In 2014, companies announced nearly a breach every day, exposing an average of 1.1. million identities per breach.
For consumers, the news appears grim. From ads on major websites infecting consumers’ systems to ransomware that can hold data hostage, criminals continue to successfully steal money and data from half a world away. If companies can't protect themselves from the bad guys, what chance do individual users have? Even the police are falling prey to criminals.
In reality, consumers have a better chance than most companies. Yes, home users are overwhelmingly targets of opportunity, but they can protect themselves by making their systems harder to compromise and looking out for signs of infections.
“You can’t just pack it up and give in, even though that may seem to be a reasonable approach,” says Mark Nunnikhoven, senior research scientist with OpenDNS. “You need to take reasonable steps to protect yourself.”
You might also be interested in reading our comprehensive review of Bitdefender's Box.
For years, security professionals have tried to erect impenetrable digital walls, but that strategy has largely failed. Instead, the latest philosophy focuses on throwing up multiple hurdles in front of attackers and improving awareness—spotting attacks before they can do damage.
For consumers, these techniques boil down to three simple strategies.
1. Don’t leave a device vulnerable
With the average person carrying three devices—a smartphone, a tablet, and a desktop or laptop—keeping track of whether all those devices have downloaded the latest updates is a chore. Multiply the workload by the number of family members and keeping up with updates can be an enormous and ongoing project.

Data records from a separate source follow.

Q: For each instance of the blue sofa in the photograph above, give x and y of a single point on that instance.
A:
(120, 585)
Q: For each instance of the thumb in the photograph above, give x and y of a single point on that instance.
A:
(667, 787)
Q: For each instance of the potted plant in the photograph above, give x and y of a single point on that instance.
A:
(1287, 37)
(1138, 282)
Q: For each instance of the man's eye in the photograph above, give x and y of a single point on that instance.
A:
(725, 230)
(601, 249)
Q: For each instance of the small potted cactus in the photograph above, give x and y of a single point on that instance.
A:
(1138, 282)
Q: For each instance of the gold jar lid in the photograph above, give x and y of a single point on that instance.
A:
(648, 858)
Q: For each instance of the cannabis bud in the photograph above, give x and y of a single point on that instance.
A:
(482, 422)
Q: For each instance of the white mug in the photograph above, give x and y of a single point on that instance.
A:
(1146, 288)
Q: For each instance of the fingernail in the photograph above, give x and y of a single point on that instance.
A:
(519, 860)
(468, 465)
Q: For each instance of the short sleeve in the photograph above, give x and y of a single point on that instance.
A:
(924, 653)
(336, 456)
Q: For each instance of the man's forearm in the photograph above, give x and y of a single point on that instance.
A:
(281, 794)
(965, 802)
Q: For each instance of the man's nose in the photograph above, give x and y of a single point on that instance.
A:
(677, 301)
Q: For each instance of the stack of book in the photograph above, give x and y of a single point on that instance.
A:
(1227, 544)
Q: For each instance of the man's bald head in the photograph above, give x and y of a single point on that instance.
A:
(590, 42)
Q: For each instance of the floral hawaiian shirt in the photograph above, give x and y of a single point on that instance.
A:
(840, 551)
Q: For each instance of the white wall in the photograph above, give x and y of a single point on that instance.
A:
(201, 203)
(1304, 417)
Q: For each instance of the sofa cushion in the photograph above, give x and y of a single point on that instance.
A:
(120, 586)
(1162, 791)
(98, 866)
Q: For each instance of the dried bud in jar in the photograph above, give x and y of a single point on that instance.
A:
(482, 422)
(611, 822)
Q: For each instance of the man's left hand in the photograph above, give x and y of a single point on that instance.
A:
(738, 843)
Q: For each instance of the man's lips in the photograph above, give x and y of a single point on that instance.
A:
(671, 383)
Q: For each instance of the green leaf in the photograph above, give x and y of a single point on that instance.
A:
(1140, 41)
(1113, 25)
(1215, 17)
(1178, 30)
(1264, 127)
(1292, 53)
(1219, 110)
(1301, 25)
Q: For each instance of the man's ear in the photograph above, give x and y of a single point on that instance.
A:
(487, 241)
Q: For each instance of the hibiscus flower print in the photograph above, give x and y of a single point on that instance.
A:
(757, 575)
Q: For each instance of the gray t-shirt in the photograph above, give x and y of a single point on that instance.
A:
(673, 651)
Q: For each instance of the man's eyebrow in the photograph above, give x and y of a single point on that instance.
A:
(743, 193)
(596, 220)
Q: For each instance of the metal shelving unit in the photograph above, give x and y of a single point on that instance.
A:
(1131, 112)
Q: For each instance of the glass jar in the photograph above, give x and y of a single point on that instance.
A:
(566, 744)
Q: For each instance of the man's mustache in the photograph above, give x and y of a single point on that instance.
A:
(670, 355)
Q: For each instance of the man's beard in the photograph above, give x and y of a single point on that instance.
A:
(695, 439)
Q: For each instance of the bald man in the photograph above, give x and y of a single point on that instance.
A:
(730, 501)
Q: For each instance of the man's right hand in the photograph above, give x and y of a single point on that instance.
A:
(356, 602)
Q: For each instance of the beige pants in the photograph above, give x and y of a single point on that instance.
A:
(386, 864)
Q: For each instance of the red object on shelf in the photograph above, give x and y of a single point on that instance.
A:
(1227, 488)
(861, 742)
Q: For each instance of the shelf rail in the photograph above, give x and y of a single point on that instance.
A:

A few security services can help the family administrator manage the problems. For Windows users, Secunia’s Personal Software Inspector, a free service, checks all third-party software for updates and gives instructions on how to update. For hybrid households, OPSWAT Gears, a free service for less than 25 devices, makes sure that each PC and Mac passes a number of security checks, such as whether it has antivirus, a firewall, and an encrypted hard drive.
“We get you a score for compliance and then we give you the tools to improve your score, either based on systems configuration or third-party applications,” says OPSWAT CEO Benny Czarny.
In addition, most major security software makers have made managing multiple devices much easier, albeit for a fee.
2. Monitor your network's traffic
Once your systems are locked down, the next step is to monitor the network for potentially bad traffic. To compromise your computers, attackers must communicate with your network, and that leaves traces.
One option: Look at the logs captured by the network router. More advanced routers--including many high-end consumer models and most models designed for small-business use, have options for logging or even for archiving of logs in the cloud. Another option is use a cloud service, such as OpenDNS, which collects all the domain requests generated by your users, blocking communications to suspect servers and websites and allowing family administrators to filter inappropriate traffic.
“You want to have more visibility into what is going on in your network,” says OpenDNS’s Nunnikhoven. “That means that you can look at each one of those devices in turn or you can try to go up a level and look at the overall network visibility.”
3. Check outbound traffic
Finally, having a firewall turned on and protecting your computer from outside threats is a no-brainer. But for consumers who want more protection, an outbound firewall—such as Little Snitch for Mac OS X and GlassWire on Windows—can alert them to potentially malicious applications trying to connect out to the Internet.
Outbound firewalls, on the other hand, have a somewhat noisome learning curve. Every time an application attempts to communicate with the Internet, the user must allow or deny the request. The firewall will remember the answers for the future, but it generally takes a few days to get to a point where the firewall is not inundating the user with alerts.
Still, the effort can pay off, says Nunnikhoven.
“There is no magic bullet for security,” he says. “But with a few relatively low-cost tools, you can create a good layered defense.”